August 2020
tl;dr: Inject proxy labels from traditional stereo knowledge into monodepth with stereo.
The paper learns to emulate a binocular setup. Basically it hallucinates a disparity map (DispNet), refines it with geometric constraints (with horizontal correlation layer), and then estimates the depth. It it similar to and inspired by Single View Stereo Matching.
The paper is similar to Depth Hints in the sense that it also uses proxy labels from SGM (semi-global matching) on stereo pairs (unavailable during inference time) to guide monodepth pipeline, but it adds the proxy label self check to reduce the noise.

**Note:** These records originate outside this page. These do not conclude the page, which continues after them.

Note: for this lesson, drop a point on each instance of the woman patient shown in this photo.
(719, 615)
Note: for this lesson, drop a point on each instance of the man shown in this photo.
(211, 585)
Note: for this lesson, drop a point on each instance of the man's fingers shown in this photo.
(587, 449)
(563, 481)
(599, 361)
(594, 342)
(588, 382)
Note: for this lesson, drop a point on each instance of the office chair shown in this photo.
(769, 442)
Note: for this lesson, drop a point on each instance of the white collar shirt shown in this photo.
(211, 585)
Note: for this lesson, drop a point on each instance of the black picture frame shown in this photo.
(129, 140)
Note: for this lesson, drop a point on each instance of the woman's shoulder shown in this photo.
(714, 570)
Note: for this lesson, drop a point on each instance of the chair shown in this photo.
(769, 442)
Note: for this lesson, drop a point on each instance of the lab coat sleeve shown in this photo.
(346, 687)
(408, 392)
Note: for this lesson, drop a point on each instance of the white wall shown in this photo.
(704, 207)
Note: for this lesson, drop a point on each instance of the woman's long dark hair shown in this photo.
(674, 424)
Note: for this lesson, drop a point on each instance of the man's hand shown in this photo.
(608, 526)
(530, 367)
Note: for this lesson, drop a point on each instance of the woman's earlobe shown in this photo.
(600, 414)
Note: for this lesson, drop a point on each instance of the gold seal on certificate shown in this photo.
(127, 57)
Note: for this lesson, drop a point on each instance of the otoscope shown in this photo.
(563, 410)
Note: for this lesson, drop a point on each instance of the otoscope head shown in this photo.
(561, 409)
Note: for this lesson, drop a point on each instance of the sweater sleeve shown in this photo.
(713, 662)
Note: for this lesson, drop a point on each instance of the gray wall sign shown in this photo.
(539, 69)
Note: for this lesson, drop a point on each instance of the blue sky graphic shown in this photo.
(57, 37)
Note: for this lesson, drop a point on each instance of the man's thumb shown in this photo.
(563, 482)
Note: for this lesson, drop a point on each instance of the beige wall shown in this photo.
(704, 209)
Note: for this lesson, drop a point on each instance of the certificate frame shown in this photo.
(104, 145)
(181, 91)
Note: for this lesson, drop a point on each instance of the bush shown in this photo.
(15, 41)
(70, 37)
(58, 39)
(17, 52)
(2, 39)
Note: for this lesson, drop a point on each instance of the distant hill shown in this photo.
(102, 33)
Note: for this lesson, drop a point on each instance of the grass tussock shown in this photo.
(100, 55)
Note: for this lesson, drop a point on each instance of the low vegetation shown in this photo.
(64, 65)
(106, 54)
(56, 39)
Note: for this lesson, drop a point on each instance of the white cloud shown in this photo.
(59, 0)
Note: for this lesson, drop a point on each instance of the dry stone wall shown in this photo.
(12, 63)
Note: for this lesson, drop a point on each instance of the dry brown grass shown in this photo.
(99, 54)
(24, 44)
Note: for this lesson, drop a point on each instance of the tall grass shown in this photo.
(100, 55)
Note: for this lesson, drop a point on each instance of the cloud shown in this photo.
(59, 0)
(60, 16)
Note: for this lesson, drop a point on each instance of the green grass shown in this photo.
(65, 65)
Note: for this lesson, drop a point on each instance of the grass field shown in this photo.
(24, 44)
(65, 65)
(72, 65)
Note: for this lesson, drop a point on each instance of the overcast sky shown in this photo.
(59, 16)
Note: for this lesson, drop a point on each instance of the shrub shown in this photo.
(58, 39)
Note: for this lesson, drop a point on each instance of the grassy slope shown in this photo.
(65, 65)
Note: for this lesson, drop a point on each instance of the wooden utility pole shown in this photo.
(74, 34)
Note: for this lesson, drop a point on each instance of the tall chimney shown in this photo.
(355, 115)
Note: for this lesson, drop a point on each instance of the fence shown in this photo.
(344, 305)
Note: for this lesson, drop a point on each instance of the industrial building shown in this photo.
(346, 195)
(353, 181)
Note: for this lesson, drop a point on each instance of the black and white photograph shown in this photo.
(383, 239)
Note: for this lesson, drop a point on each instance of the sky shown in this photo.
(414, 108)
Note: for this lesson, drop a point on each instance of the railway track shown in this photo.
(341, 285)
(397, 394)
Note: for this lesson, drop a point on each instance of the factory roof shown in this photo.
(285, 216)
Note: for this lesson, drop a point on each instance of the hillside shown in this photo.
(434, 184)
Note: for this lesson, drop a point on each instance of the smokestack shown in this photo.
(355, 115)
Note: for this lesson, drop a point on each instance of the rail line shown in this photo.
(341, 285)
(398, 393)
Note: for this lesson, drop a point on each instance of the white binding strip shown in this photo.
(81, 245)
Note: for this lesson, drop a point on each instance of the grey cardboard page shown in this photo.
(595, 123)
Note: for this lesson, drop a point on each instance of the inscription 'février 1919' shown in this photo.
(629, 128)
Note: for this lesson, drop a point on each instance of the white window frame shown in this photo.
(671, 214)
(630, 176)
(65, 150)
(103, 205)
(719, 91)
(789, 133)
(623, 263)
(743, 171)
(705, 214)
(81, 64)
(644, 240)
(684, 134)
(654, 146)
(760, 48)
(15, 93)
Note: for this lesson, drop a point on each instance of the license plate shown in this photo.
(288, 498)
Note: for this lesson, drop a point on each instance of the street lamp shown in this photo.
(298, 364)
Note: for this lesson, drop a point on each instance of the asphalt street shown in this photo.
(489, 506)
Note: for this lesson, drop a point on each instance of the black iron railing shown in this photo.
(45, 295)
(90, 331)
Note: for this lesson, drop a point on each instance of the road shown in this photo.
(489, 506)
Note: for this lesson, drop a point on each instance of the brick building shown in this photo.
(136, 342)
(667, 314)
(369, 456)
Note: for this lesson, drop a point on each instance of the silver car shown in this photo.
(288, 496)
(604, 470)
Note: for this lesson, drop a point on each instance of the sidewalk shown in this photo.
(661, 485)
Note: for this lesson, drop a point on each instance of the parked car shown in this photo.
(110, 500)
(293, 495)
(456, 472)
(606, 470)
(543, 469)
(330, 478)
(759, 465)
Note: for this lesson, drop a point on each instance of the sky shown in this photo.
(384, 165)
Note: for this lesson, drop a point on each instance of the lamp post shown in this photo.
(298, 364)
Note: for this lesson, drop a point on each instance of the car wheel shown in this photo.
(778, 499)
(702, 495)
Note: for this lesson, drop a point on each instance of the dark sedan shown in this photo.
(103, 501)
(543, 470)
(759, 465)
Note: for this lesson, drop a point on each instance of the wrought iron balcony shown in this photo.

Both Depth Hints and MonoResMatch propose to use cheap stereo GT to build up monodepth dataset. Depth Hints uses multiple param setup to obtain an averaged proxy label and use a soft (hint) supervision scheme. MonoResMatch uses left-right consistency check to filter out spurious predictions and a traditional hard supervision scheme.
- How to perform proxy label distillation
- Learn conf measure together with noisy label
- Perform left/right consistency check to remove inconsistent labels.
- Summary of technical details
- The output of DispNet is the feature map of left/right views.
- Why use proxy labels but not directly use GT? We don't have stereo input images anyway. --> maybe this reduces cost to build GT systems significantly.